The New Covenant: The middle brother of the Religions of the Book, followers of the New Covenant believe that the final prophet was Isa, who was martyred over a thousand years ago. They worship Isa as both the Final Prophet, the True Prophet, and as a divine being. Most of the populations of the Western Continent have been followers of the New Covenant for the past centuries, and together with native Tarabs make up the largest religious minority in Tarab.
There are a number of mystics within all three of the Religions of the Book, who turn not to doctrine or holy texts for divine inspiration, but rather look to discover the divine through asceticism, poetry, meditation, and self-reflection. Some of the orders focus on the teachings of the True Faith, whilst others blend all three of the Religions of the Book.
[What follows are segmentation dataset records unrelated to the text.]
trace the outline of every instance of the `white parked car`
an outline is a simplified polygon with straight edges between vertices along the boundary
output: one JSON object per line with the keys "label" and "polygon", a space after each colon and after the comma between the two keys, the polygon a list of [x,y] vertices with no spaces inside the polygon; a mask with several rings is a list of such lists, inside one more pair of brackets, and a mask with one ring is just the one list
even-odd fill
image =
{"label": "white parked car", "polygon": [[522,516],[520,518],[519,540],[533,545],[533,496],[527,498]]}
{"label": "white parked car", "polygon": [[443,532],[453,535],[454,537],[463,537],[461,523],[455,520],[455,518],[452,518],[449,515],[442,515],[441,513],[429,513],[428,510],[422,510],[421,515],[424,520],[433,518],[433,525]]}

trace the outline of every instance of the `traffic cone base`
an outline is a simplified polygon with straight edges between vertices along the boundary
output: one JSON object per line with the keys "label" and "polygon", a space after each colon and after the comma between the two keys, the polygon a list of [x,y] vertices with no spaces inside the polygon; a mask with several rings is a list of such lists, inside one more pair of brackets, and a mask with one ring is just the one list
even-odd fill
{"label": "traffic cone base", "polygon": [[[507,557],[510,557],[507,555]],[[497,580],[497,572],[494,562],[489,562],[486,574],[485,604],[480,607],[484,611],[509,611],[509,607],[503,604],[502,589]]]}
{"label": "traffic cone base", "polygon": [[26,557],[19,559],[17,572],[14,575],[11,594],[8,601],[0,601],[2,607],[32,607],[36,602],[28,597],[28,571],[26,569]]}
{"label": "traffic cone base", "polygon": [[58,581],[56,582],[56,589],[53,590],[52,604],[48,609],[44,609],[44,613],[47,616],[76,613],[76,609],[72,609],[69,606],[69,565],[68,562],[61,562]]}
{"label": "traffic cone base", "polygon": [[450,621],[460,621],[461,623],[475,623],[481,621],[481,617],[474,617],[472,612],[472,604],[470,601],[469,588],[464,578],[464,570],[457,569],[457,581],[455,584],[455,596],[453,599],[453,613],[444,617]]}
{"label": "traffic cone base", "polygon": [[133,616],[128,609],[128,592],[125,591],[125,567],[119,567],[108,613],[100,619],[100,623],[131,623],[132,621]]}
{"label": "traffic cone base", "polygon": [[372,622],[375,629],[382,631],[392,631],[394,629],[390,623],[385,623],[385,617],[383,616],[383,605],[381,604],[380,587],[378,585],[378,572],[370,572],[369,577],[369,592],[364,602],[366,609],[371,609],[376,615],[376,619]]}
The Shayateen are an organization of (mostly) evil jinn and mortals who worship and serve Iblis and his fiendish followers. According to legend and scripture, Iblis was once a proud and mighty Jinn, one of the most favored of all beings in early Creation, so pious that he lived and worshiped amongst the Angels. When the mortal races were conceived, Iblis became jealous, and refused to recognize the newest members of Creation. Arrogantly, Iblis decreed that he was greater than the mortal races, for they were made of clay whilst he was made of fire. He was summarily cast out of the Heavens Above and went into hiding in the deep places of the world, where he forged the Fire Beneath and began tempting mortals and jinn into his service, since they possess free will and can thus accept or reject the One. The central tenant of the Shayateen is the rejection of the Stewardship given to mortals by the One and the active subversion of that order.
The Old Ways
An umbrella term for the numerous animist, polytheist, and shaman beliefs practiced in Tarab before the coming of the True Faith. While most have accepted the True Faith, there are still some holdouts in remote areas across the land. For followers of the True Faith, worshipers of the old ways are considered to be pagan, or, more harshly, khafirs (infidels).